Musée de Montmartre

With the Musée de la Vie Romantique and its delight of a rose-garden café closed until 2026 for renovations (le sob) …

… read on for five other museum cafés that will satisfy your cultural-cuisine craving. Bonus brownie (macaron?) points: they also offer a beautifully botanic setting that’s as idyllic and atmospheric for autumn/fall as it is for spring and summer. Plus, they’re also free to enter*.

Café Renoir, Musée de Montmartre

* Café Renoir is the only eatery on this list that you’ll need to pay to access. But the 5€ fee is more than worth it because, while it won’t allow you museum entry, it will let you roam around the historic estate, with its lovely views over Montmartre’s one remaining vineyard. As for the café itself, it’s set within the prettiest garden imaginable — where Renoir once painted such works as The Swing, no less. Take a seat in the dainty glasshouse or outside on the vintage garden furniture, and enjoy a light-and-tasty lunch (salads, sandwiches), or a delicious afternoon tea. Wine is also on the menu; it is Montmartre, after all!

Open daily, including public holidays, from 10am to 6pm (latest entry: 5:15pm); click here for more information.

Café Mulot, Maison de Victor Hugo

Ph: Café Mulot

A quiet and calm haven in the heart of the Marais, Café Mulot is perfect whenever you have the time to visit — and whether you’re after breakfast (coffee and viennoiseries), brunch (served on the weekend), ‘anytime’ snacks (avocado croissant, croque), lunch (from sandwiches to heartier fare like risotto) or afternoon tea (celebrated Mulot treats such as fraisiers and fruit tarts). There’s a chic dining room but if the weather warrants it, take a table in the peaceful courtyard, which had a former life as a school garden. With its elegant trees and bubbling fountain, it feels like the kind of place of which the ghost of Victor Hugo, that old Romantic, would well approve.

Open Tuesday to Sunday, from 10am to 5:45pm; click here for more information.

Café 1902, Le Petit Palais

This cafeteria-style restaurant, with its elegant, warm décor, offers well-priced set menus for breakfast, lunch, and snacking, although you can also order à la carte. As delicious as its Claire Heitzler pastries are, the star attraction has to be its exterior setting, with vintage chairs and tables dotted along the exquisitely tiled colonnade, or in the courtyard garden, which is shaded by an inspired, exotic mix of trees and the exuberant architecture of this delightful museum, a must-visit for its swoon-worthy statues and paintings, as much as for its interior decoration (and those stairs!).

Open Tuesday to Sunday, from 10am to 6pm (final order: 5:15pm); click here for more information.

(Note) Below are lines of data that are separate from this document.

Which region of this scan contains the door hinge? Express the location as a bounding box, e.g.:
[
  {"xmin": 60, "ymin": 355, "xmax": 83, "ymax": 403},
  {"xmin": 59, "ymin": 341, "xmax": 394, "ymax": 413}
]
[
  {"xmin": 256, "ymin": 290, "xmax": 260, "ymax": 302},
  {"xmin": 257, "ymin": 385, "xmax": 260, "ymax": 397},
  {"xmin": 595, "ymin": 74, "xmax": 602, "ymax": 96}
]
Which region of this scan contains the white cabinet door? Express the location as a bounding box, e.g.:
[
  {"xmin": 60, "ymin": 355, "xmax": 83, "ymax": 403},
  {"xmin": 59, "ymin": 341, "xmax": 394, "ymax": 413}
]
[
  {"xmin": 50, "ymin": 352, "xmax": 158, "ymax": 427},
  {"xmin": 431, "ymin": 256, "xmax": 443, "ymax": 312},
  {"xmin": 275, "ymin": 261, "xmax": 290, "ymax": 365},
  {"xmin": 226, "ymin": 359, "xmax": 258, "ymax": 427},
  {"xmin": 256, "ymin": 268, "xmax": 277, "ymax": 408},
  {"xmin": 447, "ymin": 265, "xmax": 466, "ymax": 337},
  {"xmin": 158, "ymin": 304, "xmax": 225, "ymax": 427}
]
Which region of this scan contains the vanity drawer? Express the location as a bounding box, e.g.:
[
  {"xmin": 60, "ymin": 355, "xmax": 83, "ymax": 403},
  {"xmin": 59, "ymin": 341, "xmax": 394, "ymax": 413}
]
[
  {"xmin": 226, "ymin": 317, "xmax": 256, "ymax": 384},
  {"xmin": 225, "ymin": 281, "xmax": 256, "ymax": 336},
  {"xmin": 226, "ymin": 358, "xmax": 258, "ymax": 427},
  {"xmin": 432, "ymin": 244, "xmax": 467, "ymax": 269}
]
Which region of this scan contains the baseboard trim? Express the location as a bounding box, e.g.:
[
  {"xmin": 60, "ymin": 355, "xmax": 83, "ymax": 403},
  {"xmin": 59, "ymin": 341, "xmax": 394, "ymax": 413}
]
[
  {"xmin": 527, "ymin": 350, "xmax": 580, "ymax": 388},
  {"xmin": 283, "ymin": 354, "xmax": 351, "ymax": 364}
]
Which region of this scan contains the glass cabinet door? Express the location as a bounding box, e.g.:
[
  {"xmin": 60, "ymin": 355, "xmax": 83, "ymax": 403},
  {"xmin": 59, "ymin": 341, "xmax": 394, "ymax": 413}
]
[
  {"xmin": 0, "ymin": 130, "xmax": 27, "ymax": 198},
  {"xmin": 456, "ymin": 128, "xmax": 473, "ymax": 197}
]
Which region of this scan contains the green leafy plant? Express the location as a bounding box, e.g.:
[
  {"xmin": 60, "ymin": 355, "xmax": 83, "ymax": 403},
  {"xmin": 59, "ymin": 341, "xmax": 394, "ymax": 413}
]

Le Rhodia, Musée Bourdelle

Ph: Le Rhodia

Located within one of Paris’s most inspiring atelier museums (to read more, click here), and between its two gardens, Le Rhodia is a suitably spirits-boosting kind of a café. There’s a reason for its comfy, cosy feel: this space was once within the former apartment of the sculptor’s daughter Rhodia Bourdelle and her modernist furniture-designer husband Michel Dufet. That marriage explains the homey-yet-chic merging of interior style (and how happy and heartening is that yellow tone?), as well as the soul-soothing menu, with its healthy dishes that burst with flavour and colour.

Open Tuesday to Sunday, from 10am to 5:30pm, with brunch served on the weekend from 11:30am to 4pm; click here for more information.

Le Nélie, Musée Jacquemart-André

Ph: Musée Jacquemart-André

Okay, so this restaurant-café is not set within a garden per se … but with its Tiepolo fresco of a ceiling and series of scenic tapestries on the walls, you’ll feel transported to somewhere pretty special. (You are, of course, already somewhere special: click here to read about the newly renovated museum and why it’s more than worth the price of a ticket). As for the food, there’s something to suit every culinary mood. Drop in for a light salad or sweet treat at any time, but you can also settle in for a long lunch (inspired by both French and Italian classics, which is fitting for a museum that was established by an Italophile Parisian couple). The restaurant transforms its ambience throughout the week; go on Friday evening for extended apéro hour (think spritzers and snack platters), on Saturday and Sunday between 11am and 2:30pm for a decadent brunch, or a little later on the weekend for le tea-time. Note: while you can visit Le Nélie independently of the museum, reservations are not taken so be prepared for a possible wait.